By August 2009 I had the distinct feeling that the camera ‘was’ me, and I was a photoborg. 

Everywhere I went, everyone I interacted with across a personal and professional context were either explicitly or covertly captured by my phone camera and upload to a number of online mobile blogging or moblogging platforms from (now or Flickr. In most cases my camera captures were made available publicly via these online platforms and the whereabouts of these data were then aggregated also across social networking communities. 

“… My interactions with others I claimed were very much focussed on the aesthetic of image capture, the poetic manner in which an image could speak a thousand words yet I knew it was far more insidious than that. My complicit intentions were surveillant and acting in a manner of ‘documenta’.  My mobile logs or moblogs show a continuum of unmitigated visual interrogation of the environment which surrounded myself and others. It was also the fifth year since I had been taking ‘selfies’ and the realisation that the panoptic vision had moved from an outwards facing lens to a forward facing camera. “

The mobile phone for me was rarely used to make telephone calls and served principally as a wearable computer, to receive emails, to take camera photos and video, to perform calculations, to message others. I noted in 2009 that I consciously no longer wore a watch and no longer sought paper maps to navigate to locations. By virtue of my mobile blogging activity, many people I began to notice avoided contact with me knowing that being around meant they were being captured and transmitted into locations where their image and the details around that meeting including IPTC and GIS data were being shared openly. 

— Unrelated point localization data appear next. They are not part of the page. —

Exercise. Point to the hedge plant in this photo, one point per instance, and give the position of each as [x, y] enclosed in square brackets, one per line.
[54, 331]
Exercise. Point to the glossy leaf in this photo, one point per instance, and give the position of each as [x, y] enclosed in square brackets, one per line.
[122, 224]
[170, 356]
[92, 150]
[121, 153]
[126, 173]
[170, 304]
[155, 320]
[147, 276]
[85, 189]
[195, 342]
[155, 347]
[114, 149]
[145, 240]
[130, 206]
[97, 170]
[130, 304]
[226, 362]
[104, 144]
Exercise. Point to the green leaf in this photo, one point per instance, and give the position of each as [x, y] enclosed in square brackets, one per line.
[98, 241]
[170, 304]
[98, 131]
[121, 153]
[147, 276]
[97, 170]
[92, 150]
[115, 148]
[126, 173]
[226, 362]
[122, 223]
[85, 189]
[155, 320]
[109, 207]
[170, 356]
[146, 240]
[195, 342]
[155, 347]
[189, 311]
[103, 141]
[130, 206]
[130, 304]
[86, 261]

In recall, in hindsight from the position as a novice researcher the feeling there was a feeling of the invincible in my physical actions, in being defended by my ‘network’ and by those who preached that openness and connection in a digital realm were the key to our primary existence, where physical interaction with others was expensive, bias and stifling. Discussions I recall in my professional workplace centred around digital identity, information management, personal security and rarely, privacy.